A recent report has unveiled intriguing insights into the financial habits of Generation Z consumers, shedding light on their management and allocation of monthly income. Unlike older generations such as Generation X, baby boomers, and seniors, Gen Z consumers are setting aside nearly 10% of their monthly income, a higher proportion than other age groups.

The Paycheck-to-Paycheck Report, conducted by PYMNTS Intelligence and based on surveys with over 3,400 U.S. consumers, discovered that Gen Z consumers allocate just 47% of their income to essential expenses such as housing, supplies, and bills. This is significantly less than the 60% or more that other age groups allocate to these costs.

What sets Gen Z apart from other generations is their inclination to live with others, such as family or friends, who contribute to paying the bills. This communal living arrangement enables them to save a larger portion of their income compared to other age groups. However, the report also revealed that when Gen Z consumers have surplus income, they are more likely to spend it on personal items, with 13% expecting to spend more on everyday personal expenses than other age groups.

Despite allocating a smaller share of their income to essential expenses, Gen Z consumers are saving a slightly larger portion of their income, with an average of 9.8%. However, the average amount saved by Gen Z consumers is lower than that of older generations, with an average of approximately $9,100 in savings, which is just over half of what baby boomers and seniors have saved.
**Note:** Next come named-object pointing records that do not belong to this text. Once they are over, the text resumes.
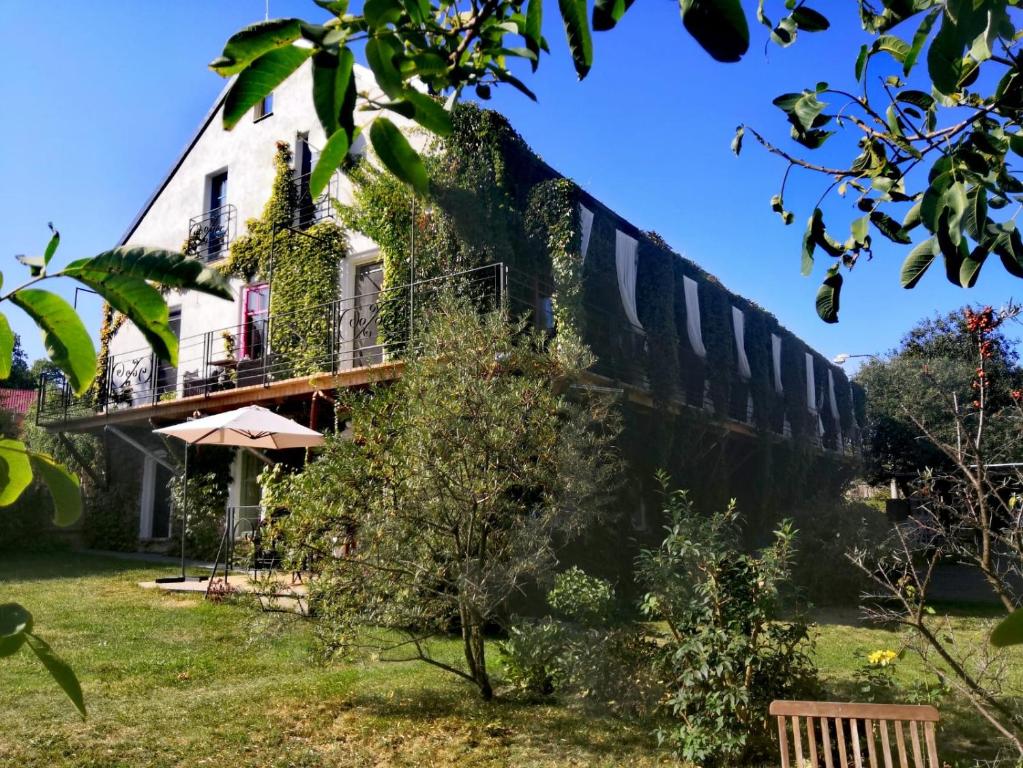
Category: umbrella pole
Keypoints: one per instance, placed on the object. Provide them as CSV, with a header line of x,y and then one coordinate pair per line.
x,y
184,514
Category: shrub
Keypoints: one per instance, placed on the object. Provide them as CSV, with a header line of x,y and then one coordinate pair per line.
x,y
532,656
828,531
585,651
110,518
582,598
726,656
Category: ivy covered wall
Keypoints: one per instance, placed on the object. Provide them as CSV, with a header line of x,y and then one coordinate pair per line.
x,y
493,199
302,267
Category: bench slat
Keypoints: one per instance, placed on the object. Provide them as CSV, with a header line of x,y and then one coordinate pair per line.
x,y
797,739
905,712
856,756
840,733
900,743
932,748
826,737
872,753
783,739
886,749
918,756
812,737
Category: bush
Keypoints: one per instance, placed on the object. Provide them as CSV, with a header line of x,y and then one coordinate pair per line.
x,y
828,531
27,525
726,656
582,598
585,651
110,518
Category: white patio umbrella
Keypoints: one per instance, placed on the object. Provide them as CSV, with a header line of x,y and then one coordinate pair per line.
x,y
251,426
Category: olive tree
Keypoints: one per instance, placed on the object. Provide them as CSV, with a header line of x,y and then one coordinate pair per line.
x,y
450,489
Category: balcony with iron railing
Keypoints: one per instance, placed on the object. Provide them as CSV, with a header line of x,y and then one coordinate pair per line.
x,y
358,332
309,210
211,233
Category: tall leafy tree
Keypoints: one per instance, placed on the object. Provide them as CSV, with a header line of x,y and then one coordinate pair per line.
x,y
935,106
130,279
451,489
913,392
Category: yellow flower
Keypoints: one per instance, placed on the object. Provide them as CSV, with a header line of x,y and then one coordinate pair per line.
x,y
882,658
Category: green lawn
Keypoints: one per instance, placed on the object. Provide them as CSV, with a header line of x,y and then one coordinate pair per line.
x,y
174,681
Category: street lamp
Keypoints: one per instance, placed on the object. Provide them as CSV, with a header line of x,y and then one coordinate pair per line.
x,y
845,356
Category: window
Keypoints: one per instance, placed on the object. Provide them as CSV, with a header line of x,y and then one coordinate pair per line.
x,y
255,306
263,108
167,374
218,218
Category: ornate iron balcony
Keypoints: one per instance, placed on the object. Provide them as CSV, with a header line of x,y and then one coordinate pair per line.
x,y
212,232
309,211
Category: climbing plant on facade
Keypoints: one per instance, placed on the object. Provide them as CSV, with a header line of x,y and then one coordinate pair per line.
x,y
301,265
127,278
935,139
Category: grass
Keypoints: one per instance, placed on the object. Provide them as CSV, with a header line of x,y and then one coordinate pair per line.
x,y
171,680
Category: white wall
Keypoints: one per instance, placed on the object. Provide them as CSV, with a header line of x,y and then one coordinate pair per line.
x,y
247,153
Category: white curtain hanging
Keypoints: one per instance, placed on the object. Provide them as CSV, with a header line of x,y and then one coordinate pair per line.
x,y
775,350
832,402
626,258
586,222
739,326
693,316
811,389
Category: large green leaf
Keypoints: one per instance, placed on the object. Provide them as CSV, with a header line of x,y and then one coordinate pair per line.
x,y
252,42
331,75
15,471
917,262
398,155
1009,631
719,27
259,79
51,246
14,623
577,32
141,304
67,341
607,13
166,268
381,53
59,671
330,157
6,347
429,113
889,228
944,58
923,32
809,243
970,269
828,296
534,29
808,19
63,488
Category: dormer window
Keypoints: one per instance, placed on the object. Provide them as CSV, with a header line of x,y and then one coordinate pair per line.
x,y
263,108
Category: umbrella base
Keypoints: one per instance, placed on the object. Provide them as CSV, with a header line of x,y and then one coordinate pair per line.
x,y
180,579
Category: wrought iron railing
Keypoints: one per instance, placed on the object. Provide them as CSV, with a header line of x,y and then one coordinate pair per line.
x,y
325,339
212,232
309,210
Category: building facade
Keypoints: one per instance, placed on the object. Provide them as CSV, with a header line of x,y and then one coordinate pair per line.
x,y
711,385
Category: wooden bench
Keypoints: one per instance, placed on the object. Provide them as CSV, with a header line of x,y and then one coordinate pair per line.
x,y
855,735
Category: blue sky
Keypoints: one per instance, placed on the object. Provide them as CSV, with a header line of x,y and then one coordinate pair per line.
x,y
100,97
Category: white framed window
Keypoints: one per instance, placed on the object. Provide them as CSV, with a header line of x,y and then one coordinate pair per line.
x,y
263,108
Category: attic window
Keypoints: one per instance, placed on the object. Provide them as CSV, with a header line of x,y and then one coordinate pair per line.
x,y
263,108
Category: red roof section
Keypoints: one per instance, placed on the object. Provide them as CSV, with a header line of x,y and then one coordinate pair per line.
x,y
16,401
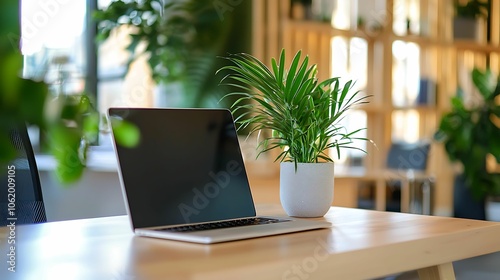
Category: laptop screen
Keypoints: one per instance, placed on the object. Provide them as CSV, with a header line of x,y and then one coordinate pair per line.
x,y
187,168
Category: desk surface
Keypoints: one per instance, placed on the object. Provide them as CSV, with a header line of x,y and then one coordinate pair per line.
x,y
360,244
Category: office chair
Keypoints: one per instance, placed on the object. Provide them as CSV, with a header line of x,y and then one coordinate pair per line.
x,y
24,184
406,159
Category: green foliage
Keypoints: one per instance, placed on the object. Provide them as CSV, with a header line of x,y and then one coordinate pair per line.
x,y
301,113
472,9
469,134
182,40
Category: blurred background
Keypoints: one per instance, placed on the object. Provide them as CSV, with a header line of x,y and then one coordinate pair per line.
x,y
407,54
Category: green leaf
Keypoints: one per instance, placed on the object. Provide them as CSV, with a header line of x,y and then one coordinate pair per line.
x,y
125,133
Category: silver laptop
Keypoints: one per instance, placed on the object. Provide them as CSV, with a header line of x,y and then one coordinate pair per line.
x,y
186,179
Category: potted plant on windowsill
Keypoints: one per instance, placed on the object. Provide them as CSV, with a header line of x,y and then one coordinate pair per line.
x,y
470,135
294,112
466,23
This difference in savings could be attributed to the fact that Gen Z consumers are still in the early stages of their careers and earn less than older generations.

While Gen Z consumers may be able to save more due to lower housing costs and fewer unexpected expenses, such as facing emergency costs, 42% of Gen Z consumers had to navigate unexpected costs over a 90-day period, compared to 55% of millennials and bridge millennials. This underscores the importance of having a sufficient financial cushion to fall back on, especially for younger consumers who have yet to establish themselves in their careers.

The report also highlights the potential vulnerability of Gen Z consumers if their shared living arrangements were to change, leading to a decrease in their spending power. While it is commendable that they are setting aside a significant portion of their income, it is important for Gen Z consumers to reassess their discretionary spending and prioritize building a more robust financial safety net.

In conclusion, the financial habits of Gen Z consumers set them apart from older generations in terms of how they manage and allocate their income. While they excel in saving a larger portion of their income, they still face challenges in building substantial savings due to their early career stages and lower earning potential. Moving forward, Gen Z consumers should focus on striking a balance between saving and managing discretionary spending to secure a more stable financial future.